Today, Large Language Models (LLMs) have become star technologies in the field of AI, but have you noticed that even the latest models still make some head-scratching errors when handling math problems and writing code? Why is this the case? In reality, the issue may not lie with the models themselves, but with their "dietary structure" - the quality of the pre-training data.
Recently, a study achieved astonishing improvements in models' mathematical reasoning and code generation capabilities by "rewriting" rather than simply "filtering" pre-training data. This research not only open-sourced the datasets but, more importantly, provided a reproducible method that allows us to continuously improve model performance in specialized domains.
1. Limitations of Traditional Data Processing Methods
Imagine if you were learning programming, and your textbook was filled with incorrect code, inconsistent naming conventions, and fragmented snippets lacking context. Could you learn well? Similarly, Large Language Models face similar challenges during the learning process.
Currently, publicly available code datasets (like The-Stack-v1/v2) and mathematical datasets (like Finemath-4+) primarily rely on rule-based extraction or model scoring to filter low-quality samples. However, these methods have clear limitations:
(1) Simple Filtering: Only removes "unqualified" samples, but the remaining content may still have issues like inconsistent style or inefficient algorithms.
(2) Keeping As Is: While avoiding information loss, it doesn't improve sample quality.
(3) Quality Scoring: Although it can identify high-quality content, it cannot improve content of medium quality.
This is like selecting fruit where we only discard the obviously rotten ones, but don't process or purify those with minor imperfections.
2. SwallowCode: Full Pipeline Optimization from Cleaning to Rewriting
The research team proposed a four-stage data processing pipeline that not only filters low-quality code but also completely rewrites the retained code:
(1) Syntax Error Filtering
First, the team used Python's built-in compile() function to check each piece of code, removing samples that failed to compile. This step alone reduced the samples by about 10.6%, laying the foundation for subsequent processing.
Interestingly, simply removing code with syntax errors can improve model performance on the HumanEval and HumanEval+ benchmarks.
(2) Code Quality Filtering
The team used Pylint (a widely used Python code quality checker) to score the code, keeping only samples with scores above 7.0 (out of 10). They also used a custom algorithm to penalize overly verbose comments. This step further reduced the samples by 34.3%.

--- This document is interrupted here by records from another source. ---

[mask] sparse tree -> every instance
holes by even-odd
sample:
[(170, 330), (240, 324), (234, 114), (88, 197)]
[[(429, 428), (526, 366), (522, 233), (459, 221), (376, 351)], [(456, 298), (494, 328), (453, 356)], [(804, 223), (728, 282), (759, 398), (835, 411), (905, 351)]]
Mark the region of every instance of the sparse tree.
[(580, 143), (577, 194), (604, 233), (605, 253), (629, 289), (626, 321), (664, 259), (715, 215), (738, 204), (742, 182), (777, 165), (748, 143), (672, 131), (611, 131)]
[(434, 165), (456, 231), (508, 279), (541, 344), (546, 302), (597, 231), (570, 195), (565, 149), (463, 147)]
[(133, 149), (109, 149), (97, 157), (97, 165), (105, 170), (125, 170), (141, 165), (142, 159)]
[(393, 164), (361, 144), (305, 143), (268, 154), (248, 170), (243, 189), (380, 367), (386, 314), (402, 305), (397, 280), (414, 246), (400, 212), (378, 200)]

These seemingly strict filtering criteria proved worthwhile in subsequent tests, as they provided the model with higher quality "learning material."
(3) Style-Guided Code Rewriting (SGCR)
This stage used a Large Language Model (Llama-3.3-70B-Instruct) to rewrite the code according to the Google Python style guide:
1) Add docstrings and type hints
2) Unify variable reassignment patterns
3) Standardize function and class names
Through this step, the model's performance on HumanEval and HumanEval+ improved by over 9 percentage points!
(4) Self-Contained Optimization Rewriting (SCOR)
While SGCR primarily focuses on code style, SCOR further optimizes code semantics and functionality:
1) Ensure code self-containment: inline or satisfy external dependencies
2) Replace inefficient algorithms with more efficient ones
3) Transform trivial code snippets into meaningful executable examples
This step brought an additional 5 percentage points of performance improvement, emphasizing the importance of semantic-level rewriting.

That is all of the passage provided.